Numbly Jorunn trailed after Drifa into the hall. She ducked her head so the folds of the bleached linen kerchief blocked her face as they passed Lady Rimhildr.
"Gyda and Brynja went off to watch the children set out the nisse's Yule porridge," Drifa said. "When our maidens return, we'll take their coats and cloaks, they'll come sit, we'll remove their boots. See? Slippers already packed with heated rocks from the fireside. Keep your hands warm, by the way. Icy fingers on Gyda's fair ankle may earn you a kick."
Kick me right out the door, Jorunn thought, glancing at Rimhildr. Out to the yard, fetch shawl from the cookhouse, find my snowshoes, tromp over the ridge and far from this
cursed place.
Uff da! Then Drifa could lay charge against me for stealing her gown. She fingered the lump in her belt pouch and wondered if it would buy her a set of garments and a pair of skis both.
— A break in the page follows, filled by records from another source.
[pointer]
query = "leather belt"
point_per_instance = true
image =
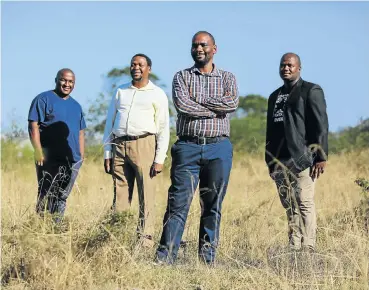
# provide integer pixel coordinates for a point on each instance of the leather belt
(202, 140)
(131, 138)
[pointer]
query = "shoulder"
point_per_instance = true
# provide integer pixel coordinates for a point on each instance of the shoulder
(226, 74)
(124, 86)
(275, 93)
(44, 96)
(309, 86)
(121, 88)
(184, 72)
(75, 103)
(158, 89)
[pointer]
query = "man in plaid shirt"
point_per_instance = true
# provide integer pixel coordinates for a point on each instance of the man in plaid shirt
(204, 96)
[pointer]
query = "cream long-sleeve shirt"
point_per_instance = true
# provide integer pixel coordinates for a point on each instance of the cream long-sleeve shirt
(135, 112)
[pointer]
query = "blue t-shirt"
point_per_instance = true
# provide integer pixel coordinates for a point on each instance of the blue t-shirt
(60, 122)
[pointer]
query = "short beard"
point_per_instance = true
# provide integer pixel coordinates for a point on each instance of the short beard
(201, 63)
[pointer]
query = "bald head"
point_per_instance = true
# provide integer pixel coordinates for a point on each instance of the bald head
(289, 68)
(205, 33)
(62, 71)
(64, 82)
(291, 55)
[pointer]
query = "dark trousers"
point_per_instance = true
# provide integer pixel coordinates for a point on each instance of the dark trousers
(211, 165)
(55, 182)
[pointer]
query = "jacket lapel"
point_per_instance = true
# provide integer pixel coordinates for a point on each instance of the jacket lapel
(295, 93)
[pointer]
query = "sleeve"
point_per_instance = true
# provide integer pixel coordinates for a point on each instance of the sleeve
(108, 132)
(162, 124)
(228, 103)
(183, 103)
(82, 123)
(37, 110)
(268, 145)
(317, 122)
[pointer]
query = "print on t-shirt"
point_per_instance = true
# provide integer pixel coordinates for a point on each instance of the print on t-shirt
(279, 107)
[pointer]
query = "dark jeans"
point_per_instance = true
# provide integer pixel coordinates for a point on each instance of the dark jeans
(211, 165)
(55, 182)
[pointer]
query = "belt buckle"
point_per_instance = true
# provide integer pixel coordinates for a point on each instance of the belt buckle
(203, 142)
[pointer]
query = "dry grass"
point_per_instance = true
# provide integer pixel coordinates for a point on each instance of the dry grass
(96, 251)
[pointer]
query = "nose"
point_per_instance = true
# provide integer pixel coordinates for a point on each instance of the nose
(197, 47)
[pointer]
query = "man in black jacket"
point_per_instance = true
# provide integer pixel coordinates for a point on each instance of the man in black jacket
(297, 148)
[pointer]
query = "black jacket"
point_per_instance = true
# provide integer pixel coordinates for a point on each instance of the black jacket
(305, 126)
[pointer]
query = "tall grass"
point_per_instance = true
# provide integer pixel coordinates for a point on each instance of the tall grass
(94, 249)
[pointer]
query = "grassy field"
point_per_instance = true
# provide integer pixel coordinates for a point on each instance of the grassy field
(95, 250)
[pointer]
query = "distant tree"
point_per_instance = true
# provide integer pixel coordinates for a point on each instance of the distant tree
(249, 124)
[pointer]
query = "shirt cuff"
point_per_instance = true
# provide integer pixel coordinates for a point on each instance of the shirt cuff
(159, 158)
(107, 154)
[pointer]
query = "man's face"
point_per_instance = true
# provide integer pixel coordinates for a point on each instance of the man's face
(139, 68)
(289, 68)
(202, 49)
(64, 83)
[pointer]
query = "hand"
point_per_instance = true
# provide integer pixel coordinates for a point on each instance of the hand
(155, 169)
(317, 169)
(108, 165)
(39, 158)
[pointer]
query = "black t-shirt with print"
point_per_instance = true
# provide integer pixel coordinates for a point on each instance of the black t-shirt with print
(279, 138)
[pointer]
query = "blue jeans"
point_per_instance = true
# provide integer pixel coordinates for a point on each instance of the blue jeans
(55, 182)
(211, 165)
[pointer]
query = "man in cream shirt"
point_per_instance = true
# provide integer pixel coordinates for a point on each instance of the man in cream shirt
(136, 140)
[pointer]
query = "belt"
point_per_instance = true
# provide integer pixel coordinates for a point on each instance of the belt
(202, 140)
(131, 138)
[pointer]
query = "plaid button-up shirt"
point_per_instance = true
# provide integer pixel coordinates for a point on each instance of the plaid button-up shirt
(204, 101)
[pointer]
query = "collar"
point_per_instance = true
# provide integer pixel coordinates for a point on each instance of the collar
(214, 73)
(149, 86)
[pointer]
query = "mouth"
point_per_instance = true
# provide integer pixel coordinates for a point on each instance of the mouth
(136, 73)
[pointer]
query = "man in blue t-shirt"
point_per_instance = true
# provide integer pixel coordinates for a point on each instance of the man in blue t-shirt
(56, 129)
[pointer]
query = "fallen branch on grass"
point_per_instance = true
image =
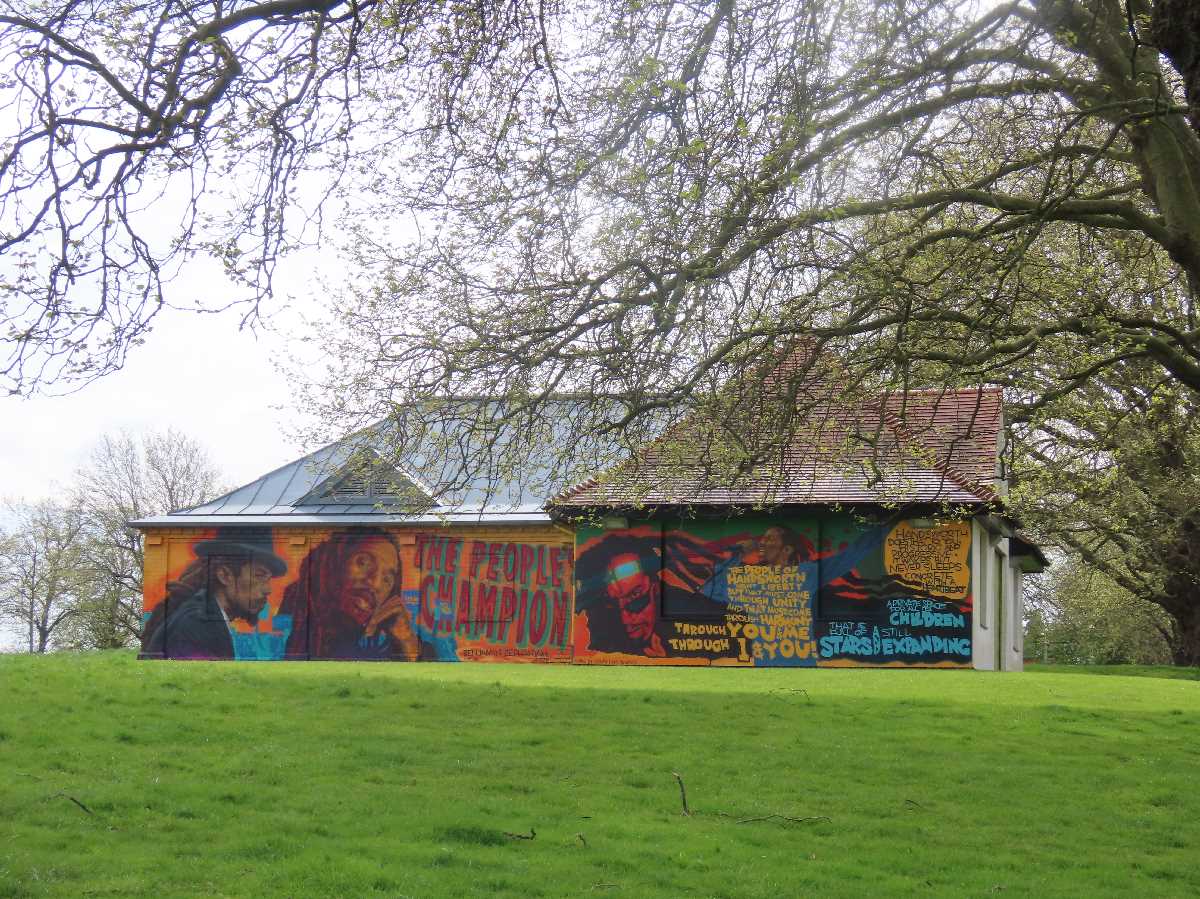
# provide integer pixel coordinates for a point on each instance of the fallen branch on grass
(75, 801)
(784, 817)
(683, 795)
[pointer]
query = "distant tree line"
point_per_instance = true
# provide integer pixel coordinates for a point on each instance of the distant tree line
(71, 567)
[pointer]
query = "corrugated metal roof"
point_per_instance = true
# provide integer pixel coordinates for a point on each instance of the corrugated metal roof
(283, 496)
(919, 447)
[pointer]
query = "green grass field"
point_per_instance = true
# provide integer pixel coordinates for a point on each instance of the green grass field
(121, 778)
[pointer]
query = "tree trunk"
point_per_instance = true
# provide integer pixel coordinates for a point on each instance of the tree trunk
(1176, 30)
(1186, 646)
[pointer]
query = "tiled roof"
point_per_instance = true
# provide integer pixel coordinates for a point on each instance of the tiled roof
(919, 447)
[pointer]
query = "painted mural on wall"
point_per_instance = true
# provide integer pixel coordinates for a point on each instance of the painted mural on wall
(364, 593)
(771, 592)
(495, 599)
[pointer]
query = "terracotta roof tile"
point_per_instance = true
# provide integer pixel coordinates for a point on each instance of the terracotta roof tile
(919, 447)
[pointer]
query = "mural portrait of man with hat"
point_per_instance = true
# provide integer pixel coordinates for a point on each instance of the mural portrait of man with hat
(231, 579)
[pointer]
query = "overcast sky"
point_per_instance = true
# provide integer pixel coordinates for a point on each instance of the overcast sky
(196, 372)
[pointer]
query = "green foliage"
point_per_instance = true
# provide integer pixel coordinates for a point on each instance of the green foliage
(244, 779)
(1087, 619)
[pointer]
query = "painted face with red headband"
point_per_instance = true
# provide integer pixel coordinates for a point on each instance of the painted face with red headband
(635, 593)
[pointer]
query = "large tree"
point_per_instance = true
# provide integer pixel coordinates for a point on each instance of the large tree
(42, 574)
(636, 203)
(130, 477)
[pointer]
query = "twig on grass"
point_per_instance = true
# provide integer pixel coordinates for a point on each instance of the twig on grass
(683, 793)
(784, 817)
(797, 689)
(75, 801)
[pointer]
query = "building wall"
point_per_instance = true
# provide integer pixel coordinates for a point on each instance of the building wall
(828, 589)
(443, 594)
(999, 630)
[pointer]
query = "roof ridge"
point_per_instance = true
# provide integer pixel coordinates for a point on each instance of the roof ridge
(984, 491)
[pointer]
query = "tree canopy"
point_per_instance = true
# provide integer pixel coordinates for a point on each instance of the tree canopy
(637, 204)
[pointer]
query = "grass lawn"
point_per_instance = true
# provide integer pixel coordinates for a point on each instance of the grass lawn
(402, 780)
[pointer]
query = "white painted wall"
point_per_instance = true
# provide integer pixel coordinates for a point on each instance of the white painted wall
(997, 629)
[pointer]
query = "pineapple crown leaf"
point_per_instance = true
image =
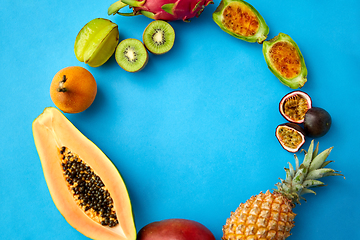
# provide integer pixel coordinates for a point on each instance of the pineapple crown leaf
(298, 181)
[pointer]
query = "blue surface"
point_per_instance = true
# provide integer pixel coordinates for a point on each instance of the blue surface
(192, 133)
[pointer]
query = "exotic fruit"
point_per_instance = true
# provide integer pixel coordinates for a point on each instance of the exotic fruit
(96, 42)
(269, 215)
(84, 184)
(175, 229)
(285, 60)
(241, 20)
(167, 10)
(73, 89)
(317, 122)
(293, 106)
(291, 136)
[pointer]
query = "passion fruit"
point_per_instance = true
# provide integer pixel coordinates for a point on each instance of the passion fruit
(294, 105)
(290, 136)
(317, 122)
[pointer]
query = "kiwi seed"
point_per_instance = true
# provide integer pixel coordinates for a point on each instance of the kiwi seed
(131, 55)
(159, 37)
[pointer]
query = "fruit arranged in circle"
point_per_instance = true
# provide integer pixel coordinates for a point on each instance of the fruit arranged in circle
(291, 136)
(73, 89)
(96, 42)
(269, 215)
(294, 105)
(167, 10)
(84, 184)
(175, 229)
(317, 122)
(159, 37)
(241, 20)
(285, 60)
(131, 55)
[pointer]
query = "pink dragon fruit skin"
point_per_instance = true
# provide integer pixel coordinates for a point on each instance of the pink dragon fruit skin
(168, 10)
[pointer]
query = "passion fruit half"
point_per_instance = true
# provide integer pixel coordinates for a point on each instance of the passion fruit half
(285, 60)
(241, 20)
(317, 122)
(290, 136)
(293, 106)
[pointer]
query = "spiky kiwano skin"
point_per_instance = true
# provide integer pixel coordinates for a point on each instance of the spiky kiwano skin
(167, 10)
(270, 215)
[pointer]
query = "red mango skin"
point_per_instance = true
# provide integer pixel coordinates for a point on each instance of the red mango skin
(175, 229)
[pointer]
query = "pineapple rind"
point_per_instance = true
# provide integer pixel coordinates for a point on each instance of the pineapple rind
(264, 216)
(270, 216)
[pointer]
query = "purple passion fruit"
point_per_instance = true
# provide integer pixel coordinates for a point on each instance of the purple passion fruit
(175, 229)
(285, 61)
(241, 20)
(317, 122)
(96, 42)
(294, 105)
(291, 136)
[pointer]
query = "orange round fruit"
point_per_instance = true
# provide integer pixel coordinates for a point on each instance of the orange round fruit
(73, 89)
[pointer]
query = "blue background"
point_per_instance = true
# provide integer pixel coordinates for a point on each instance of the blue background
(193, 133)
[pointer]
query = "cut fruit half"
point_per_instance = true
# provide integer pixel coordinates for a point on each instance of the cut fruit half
(241, 20)
(159, 37)
(285, 60)
(293, 106)
(84, 184)
(96, 42)
(291, 136)
(131, 55)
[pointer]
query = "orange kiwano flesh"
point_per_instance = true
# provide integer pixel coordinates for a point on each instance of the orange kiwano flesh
(73, 89)
(285, 59)
(84, 184)
(239, 18)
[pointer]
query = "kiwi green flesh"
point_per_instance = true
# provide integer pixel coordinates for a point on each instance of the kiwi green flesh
(131, 55)
(159, 37)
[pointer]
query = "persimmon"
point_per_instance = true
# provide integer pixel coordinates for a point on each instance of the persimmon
(73, 89)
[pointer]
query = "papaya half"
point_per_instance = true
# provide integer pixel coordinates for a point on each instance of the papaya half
(84, 184)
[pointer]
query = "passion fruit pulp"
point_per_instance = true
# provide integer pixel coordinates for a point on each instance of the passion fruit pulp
(290, 136)
(294, 105)
(317, 122)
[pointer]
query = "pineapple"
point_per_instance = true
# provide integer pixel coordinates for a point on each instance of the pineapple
(269, 215)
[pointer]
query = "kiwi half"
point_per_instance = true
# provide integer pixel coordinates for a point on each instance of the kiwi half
(131, 55)
(159, 37)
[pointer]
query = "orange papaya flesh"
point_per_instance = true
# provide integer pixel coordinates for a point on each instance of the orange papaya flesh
(60, 144)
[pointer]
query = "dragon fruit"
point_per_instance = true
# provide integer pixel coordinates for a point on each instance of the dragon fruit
(167, 10)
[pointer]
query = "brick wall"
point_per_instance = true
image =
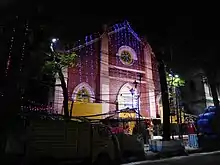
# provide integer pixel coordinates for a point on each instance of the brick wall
(86, 69)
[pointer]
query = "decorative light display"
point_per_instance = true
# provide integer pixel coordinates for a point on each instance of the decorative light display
(119, 35)
(24, 44)
(10, 51)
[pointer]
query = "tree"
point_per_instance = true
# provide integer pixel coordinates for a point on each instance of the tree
(54, 65)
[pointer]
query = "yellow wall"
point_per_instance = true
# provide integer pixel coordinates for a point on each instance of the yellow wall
(86, 109)
(131, 115)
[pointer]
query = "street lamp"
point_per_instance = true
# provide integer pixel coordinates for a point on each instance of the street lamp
(132, 93)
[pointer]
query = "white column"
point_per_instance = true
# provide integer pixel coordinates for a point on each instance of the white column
(104, 72)
(150, 83)
(58, 93)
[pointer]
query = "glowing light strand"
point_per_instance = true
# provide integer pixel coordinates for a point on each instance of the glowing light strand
(24, 45)
(10, 51)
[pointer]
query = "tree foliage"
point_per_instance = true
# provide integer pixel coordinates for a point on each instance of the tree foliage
(174, 81)
(58, 61)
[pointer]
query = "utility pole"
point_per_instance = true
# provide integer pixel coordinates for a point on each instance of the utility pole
(165, 101)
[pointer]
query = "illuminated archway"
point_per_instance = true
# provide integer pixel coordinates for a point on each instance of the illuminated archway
(126, 99)
(83, 93)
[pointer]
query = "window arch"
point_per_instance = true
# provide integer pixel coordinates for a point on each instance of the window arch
(83, 93)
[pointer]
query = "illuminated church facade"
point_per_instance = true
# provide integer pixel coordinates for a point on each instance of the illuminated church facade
(116, 69)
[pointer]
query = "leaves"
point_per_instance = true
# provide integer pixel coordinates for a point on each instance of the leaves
(174, 81)
(67, 60)
(58, 61)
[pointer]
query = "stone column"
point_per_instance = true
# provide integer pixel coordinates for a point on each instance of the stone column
(58, 93)
(150, 87)
(104, 71)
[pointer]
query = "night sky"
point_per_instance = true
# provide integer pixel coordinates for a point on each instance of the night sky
(188, 28)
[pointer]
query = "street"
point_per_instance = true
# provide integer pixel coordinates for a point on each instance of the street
(211, 158)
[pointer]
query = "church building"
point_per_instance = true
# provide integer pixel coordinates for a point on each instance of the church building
(114, 70)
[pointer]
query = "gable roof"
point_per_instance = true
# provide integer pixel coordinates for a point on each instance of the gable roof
(111, 30)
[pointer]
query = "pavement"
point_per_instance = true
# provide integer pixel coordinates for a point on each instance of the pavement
(199, 158)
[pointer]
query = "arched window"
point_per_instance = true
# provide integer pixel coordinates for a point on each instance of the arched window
(83, 93)
(192, 85)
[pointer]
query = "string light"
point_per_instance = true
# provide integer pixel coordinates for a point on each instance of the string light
(24, 45)
(119, 35)
(10, 51)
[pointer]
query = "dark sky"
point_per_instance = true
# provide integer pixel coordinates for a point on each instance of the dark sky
(189, 28)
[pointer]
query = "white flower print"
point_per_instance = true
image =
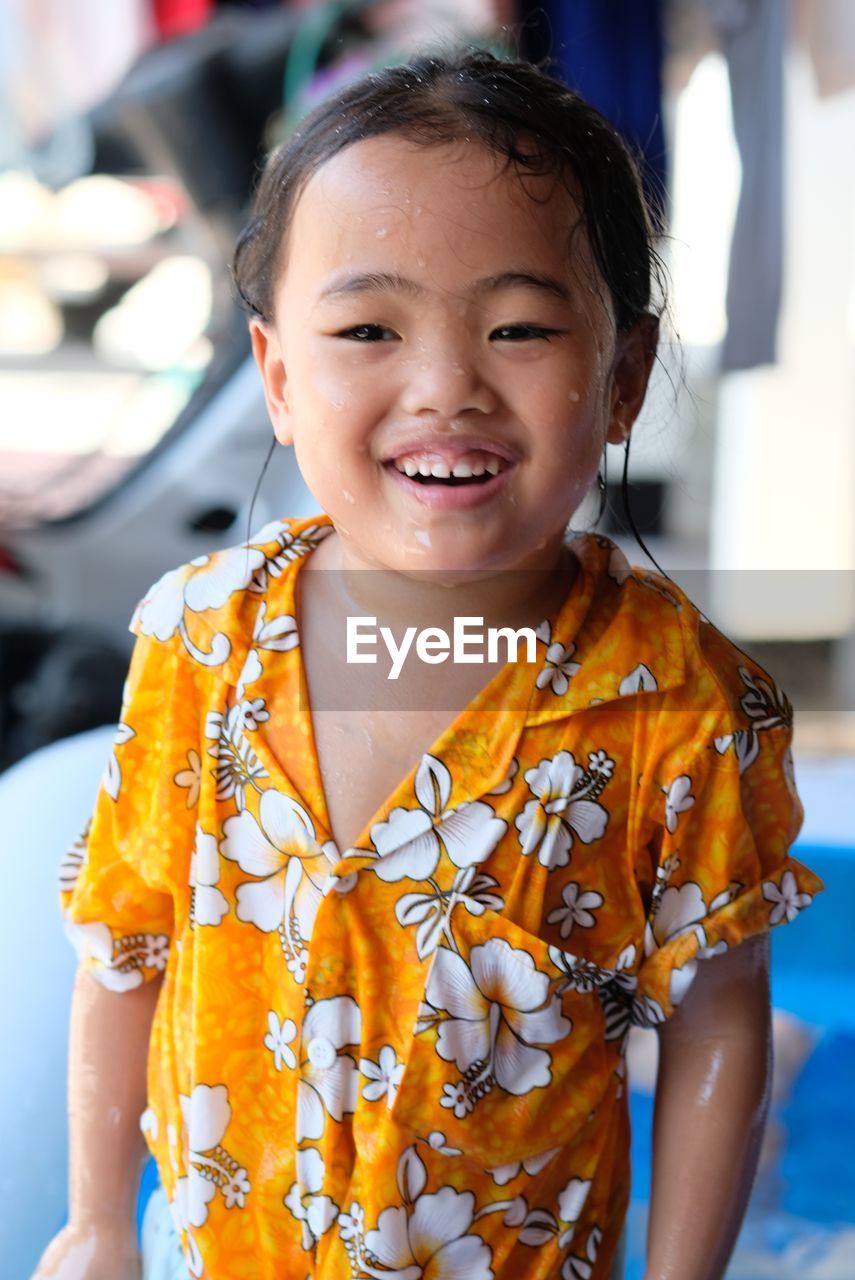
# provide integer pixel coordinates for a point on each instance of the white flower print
(254, 712)
(209, 1166)
(571, 1202)
(576, 1267)
(332, 1089)
(533, 1165)
(618, 566)
(383, 1077)
(680, 910)
(250, 672)
(207, 903)
(558, 670)
(410, 841)
(426, 1238)
(577, 909)
(118, 963)
(639, 680)
(291, 867)
(316, 1212)
(191, 777)
(435, 1139)
(565, 805)
(237, 764)
(278, 1041)
(431, 912)
(498, 1011)
(113, 772)
(679, 799)
(205, 584)
(288, 547)
(787, 899)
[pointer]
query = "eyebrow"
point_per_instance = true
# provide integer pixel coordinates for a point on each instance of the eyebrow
(385, 282)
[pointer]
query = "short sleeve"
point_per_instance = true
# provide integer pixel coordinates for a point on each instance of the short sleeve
(120, 882)
(723, 831)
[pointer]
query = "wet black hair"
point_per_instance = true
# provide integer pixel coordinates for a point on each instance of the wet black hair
(521, 114)
(516, 110)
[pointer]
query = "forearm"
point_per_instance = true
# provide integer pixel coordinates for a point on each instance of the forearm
(106, 1095)
(711, 1107)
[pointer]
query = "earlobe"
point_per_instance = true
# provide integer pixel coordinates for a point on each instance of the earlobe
(268, 356)
(636, 351)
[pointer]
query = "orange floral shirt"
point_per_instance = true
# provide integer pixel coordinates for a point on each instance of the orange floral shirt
(407, 1059)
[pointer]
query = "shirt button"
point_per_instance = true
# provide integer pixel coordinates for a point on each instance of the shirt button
(321, 1052)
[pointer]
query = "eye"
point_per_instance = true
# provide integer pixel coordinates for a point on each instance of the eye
(367, 333)
(524, 333)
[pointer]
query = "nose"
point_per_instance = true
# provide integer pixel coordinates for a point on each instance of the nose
(447, 382)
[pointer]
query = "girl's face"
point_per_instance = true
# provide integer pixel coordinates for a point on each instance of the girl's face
(435, 312)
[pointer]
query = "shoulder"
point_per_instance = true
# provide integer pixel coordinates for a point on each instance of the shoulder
(699, 670)
(206, 611)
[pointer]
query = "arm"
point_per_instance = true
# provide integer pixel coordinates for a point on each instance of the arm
(711, 1109)
(106, 1095)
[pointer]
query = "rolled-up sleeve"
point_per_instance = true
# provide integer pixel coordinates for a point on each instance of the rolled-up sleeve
(124, 878)
(723, 872)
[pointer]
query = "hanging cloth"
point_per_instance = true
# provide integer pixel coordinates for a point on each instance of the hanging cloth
(753, 35)
(611, 51)
(175, 18)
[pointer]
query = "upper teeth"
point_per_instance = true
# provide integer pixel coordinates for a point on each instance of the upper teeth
(478, 465)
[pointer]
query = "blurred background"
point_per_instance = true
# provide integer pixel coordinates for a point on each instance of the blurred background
(133, 432)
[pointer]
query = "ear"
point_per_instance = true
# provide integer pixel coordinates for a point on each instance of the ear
(635, 352)
(271, 366)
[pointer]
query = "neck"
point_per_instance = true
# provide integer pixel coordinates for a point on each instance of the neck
(521, 595)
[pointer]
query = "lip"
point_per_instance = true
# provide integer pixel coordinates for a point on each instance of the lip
(440, 497)
(449, 451)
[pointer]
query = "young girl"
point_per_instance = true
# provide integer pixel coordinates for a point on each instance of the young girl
(399, 929)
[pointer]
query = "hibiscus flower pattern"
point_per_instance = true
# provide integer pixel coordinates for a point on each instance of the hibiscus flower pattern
(210, 581)
(209, 1166)
(329, 1079)
(282, 851)
(498, 1016)
(429, 1234)
(566, 807)
(312, 1210)
(207, 904)
(410, 841)
(392, 1051)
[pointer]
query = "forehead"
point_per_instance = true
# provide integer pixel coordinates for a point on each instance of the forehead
(456, 209)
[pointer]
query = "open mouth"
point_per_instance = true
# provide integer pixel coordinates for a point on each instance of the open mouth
(453, 481)
(476, 467)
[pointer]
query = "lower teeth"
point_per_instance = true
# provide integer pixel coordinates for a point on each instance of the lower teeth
(452, 480)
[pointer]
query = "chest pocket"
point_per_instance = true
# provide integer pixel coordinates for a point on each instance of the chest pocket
(515, 1045)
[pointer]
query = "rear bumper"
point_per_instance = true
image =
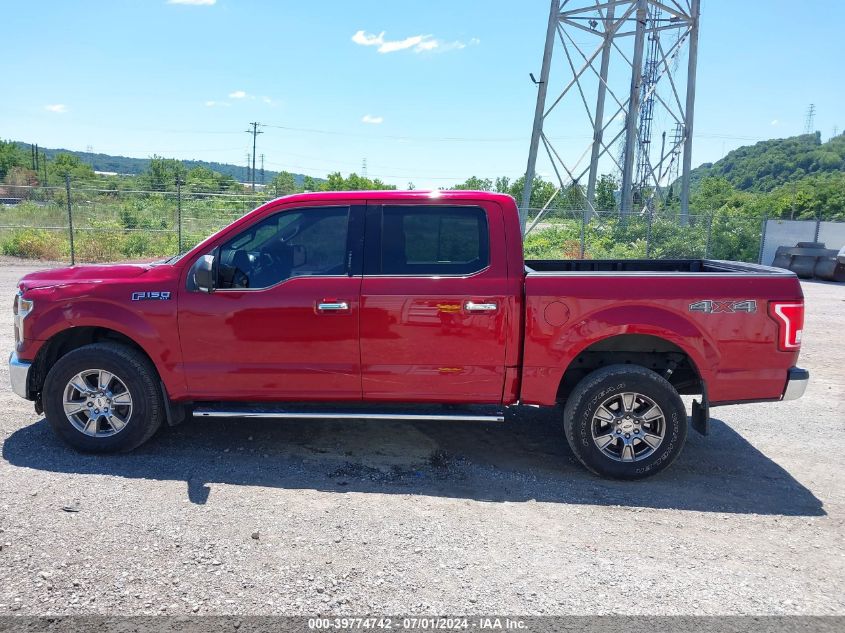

Several children burst in through the door, bringing their own snowstorm as they shook themselves and shed their coats. Brynja came next, merry smile flashing and cheeks pink with cold, followed by Gyda, not a hair out of place. Drifa fell in close to Brynja's elbow, and shot a meaningful glance.
Jorunn stepped up to match stride with Gyda, gulping to walk so close in her shadow.
"There's two of you today, Drifa," Brynja said with a laugh. "Isn't that your gown?"
"She had nothing of her own fitting to wear for the hall," the woman answered. "Mistress Gyda, this is Jorunn. She will take Inga's place for a day or so."
Those bellflower-blue eyes, now sharp as icicles, turned on Jorunn, studied her face a moment then glanced over the rest of her.
Jorunn tucked the sorriest boot behind the other and dared a glance up through her lashes. What flawless, creamy skin Gyda had, and every feature in perfect balance, from the curve of cheekbone to the arch of her sculpted brows to the fine line of her nose and its delicate nostrils.
"Did you check for lice?" Gyda asked, leaning forward to take a sniff. Two keys and other small oddments dangled by chains from her brooches, clinking with her movements.
"I found no nits," Drifa said.
"She'll do for now." Gyda shoved cloak and coat into Jorunn's arms. "The young men won't be chasing this one about."
Jorunn's cheeks burned at the truthfulness of Gyda's sharp words. A sparrow of a girl, the Norns had called her. Dull and brown she was, in the shadow of this king's daughter who strutted in glorious plumage like a crested lapwing whose feathers shimmered iridescent in the sunlight.
Watching every move of Drifa's, Jorunn shook the garments well and hung them on wall pegs. She hurried to the hearth to fetch warm slippers and fit them to dainty feet. The rest of the evening she stood silently by, or darted about on errands at the young woman's whim, staying silent, keeping her head down whenever Rimhildr joined them.